Deploy vSphere with Kubernetes (Project Pacific) – Part 1: Inventory and Design
Deploy vSphere with Kubernetes (Project Pacific) – Part 2: Prepare base networking

Deploy vSphere with Kubernetes (Project Pacific) – Part 3: Prepare base storage (FreeNAS)
–> Deploy vSphere with Kubernetes (Project Pacific) – Part 4: Install NSX-T
Deploy vSphere with Kubernetes (Project Pacific) – Part 5: Configure NSX-T
Deploy vSphere with Kubernetes (Project Pacific) – Part 6: Some basic testing
Deploy vSphere with Kubernetes (Project Pacific) – Part 7: Enable Workload Management
Deploy vSphere with Kubernetes (Project Pacific) – Part 8: Deploy first Workloads

Finally, the base environment is prepared for the actual project. So we are now ready to deploy the first real part of our vSphere with Kubernetes environment – NSX-T !
Deploying the NSX-T OVF is pretty straight forward.
Start with importing the OVF and give it a name.

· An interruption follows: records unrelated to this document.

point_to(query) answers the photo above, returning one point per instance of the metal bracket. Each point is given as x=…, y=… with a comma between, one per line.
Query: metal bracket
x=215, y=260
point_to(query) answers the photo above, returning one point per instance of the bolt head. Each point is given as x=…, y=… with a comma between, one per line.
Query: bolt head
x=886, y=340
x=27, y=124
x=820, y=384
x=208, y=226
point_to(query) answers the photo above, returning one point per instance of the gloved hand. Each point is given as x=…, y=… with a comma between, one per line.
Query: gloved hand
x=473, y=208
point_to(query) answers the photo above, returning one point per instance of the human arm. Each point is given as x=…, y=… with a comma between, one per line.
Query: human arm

As Location select the MGMT Cluster.

Select size Small. In real world, at least Medium is required, but small is sufficient for a lab which isn’t supported anyway 😉

Select the Datastore. In our case vsanDatastore

Select the Management Network. In our case vDS-Collapsed-MGMT
Leave the IP protocol on IPv4

Customize the Template – set all passwords in the Application Section (make sure to follow password requirements: https://docs.vmware.com/en/VMware-NSX-T-Data-Center/3.0/installation/GUID-A65FE3DD-C4F1-47EC-B952-DEDF1A3DD0CF.html)

  • Hostname: nsxt-1
  • Rolename: NSX Manager
  • NSX Site Name: nsx-site-1
  • Default IPv4 Gateway: 172.31.1.1
  • Management Network IPv4 Address: 172.31.1.71
  • Management Network Netmask: 255.255.255.0
  • DNS Server list: 172.31.1.10
  • Domain Search list: cloudborn.lab
  • NTP Server List: pool.ntp.org
  • Enable SSH: checked (not mandatory, but good for troubleshooting)
  • Allo root SSH logins: checked (also not mandatory, but good for troubleshooting)

Finish the installation.

Start the VM

NSX Manager reserves all the resources it has configured. Thus, depending on your hardware, due to lack of resources it might not start. So you might see the following error:

In the real world, that totally makes sense, as, since version 2.4, the NSX-T Manager also includes the NSX Controllers. These controller hold and distribute information about logical networks, logical ports, logical routers, vtep tables, … so you definitly don’t want to have resource congestion here.
But luckily, we are in a Lab environment. So we are not only not clustering the NSX Managers (3 are recommended), but also set the reservation of the VM to none – no risk no fun =D

You should now be able to start the VM. As with the most appliances, the first boot takes a bit.